Alternatively, we can stop worrying that depictions of the average woman’s physical capabilities aren’t realistic when portrayed in an otherwise completely fantastical world where the representation of men’s physical capabilities aren’t realistic, either.
You are joking. I get the joke. However, jared_wilkes said the same thing with a straight face. Which is sad.
This would completely change virtually every movie; the same isn’t true about many games. There are also a large number of movies told from a female perspective – and many movies that present both a male and female perspective. There aren’t many games that have an honest female portrayal as the central character, and games are usually centered completely on one character the entire time with no division of viewpoints.
How DARE somebody avoid spending their money on products that don’t represent their values.

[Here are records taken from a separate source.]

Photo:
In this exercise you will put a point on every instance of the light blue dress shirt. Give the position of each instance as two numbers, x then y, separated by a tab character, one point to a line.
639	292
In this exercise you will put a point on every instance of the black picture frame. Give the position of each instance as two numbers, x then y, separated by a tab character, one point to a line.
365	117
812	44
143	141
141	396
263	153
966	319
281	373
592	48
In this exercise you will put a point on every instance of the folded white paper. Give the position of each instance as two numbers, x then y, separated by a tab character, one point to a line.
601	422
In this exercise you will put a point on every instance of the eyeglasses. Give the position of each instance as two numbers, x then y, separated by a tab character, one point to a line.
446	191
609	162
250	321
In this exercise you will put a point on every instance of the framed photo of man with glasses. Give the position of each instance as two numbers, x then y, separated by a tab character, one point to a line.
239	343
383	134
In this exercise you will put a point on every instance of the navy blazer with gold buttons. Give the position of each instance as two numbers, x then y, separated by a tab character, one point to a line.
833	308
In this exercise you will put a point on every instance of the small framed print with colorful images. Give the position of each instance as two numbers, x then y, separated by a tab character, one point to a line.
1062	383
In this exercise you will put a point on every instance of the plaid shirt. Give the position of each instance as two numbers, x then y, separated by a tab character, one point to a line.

I can’t say to degree Thom won’t buy games that don’t give the option of playing as female characters (He does use the qualifier “no discernible reason”) but comparing an interactive medium that is still heavily biased towards male roles, to non-interactive mediums for which there is an abundance of non-male roles, is disingenuous.
We should, and, we do. And, there are two ways to accomplish this.
First, there’s the top-down approach: Look for, and hire, more women and minorities.
Second is the bottom-up approach: Encourage women and minorities to pursue careers in tech. Making interactive digital media more inclusive will help with this. Additionally, since tech is still very much a “boys club”, making women and minorities more visible in interactive media can help dispel attitudes that women and minorities don’t belong.
The resistance is to stating that there is a problem with lack of inclusion of certain groups. I think nobody here has problems with playing as different characters as long the game is good.
Edited 2014-03-25 23:42 UTC
And if that weren’t the case, we’d probably hear people making the opposite complaint: that such-and-such game is racist because it allows you to harm/kill people from such-and-such ethnicity. Or imagine if the NPCs in open world games included children, I’m sure the Jack Thompsons of the world would love to be able to augment their scaremongering with footage of virtual children being mowed down in GTA.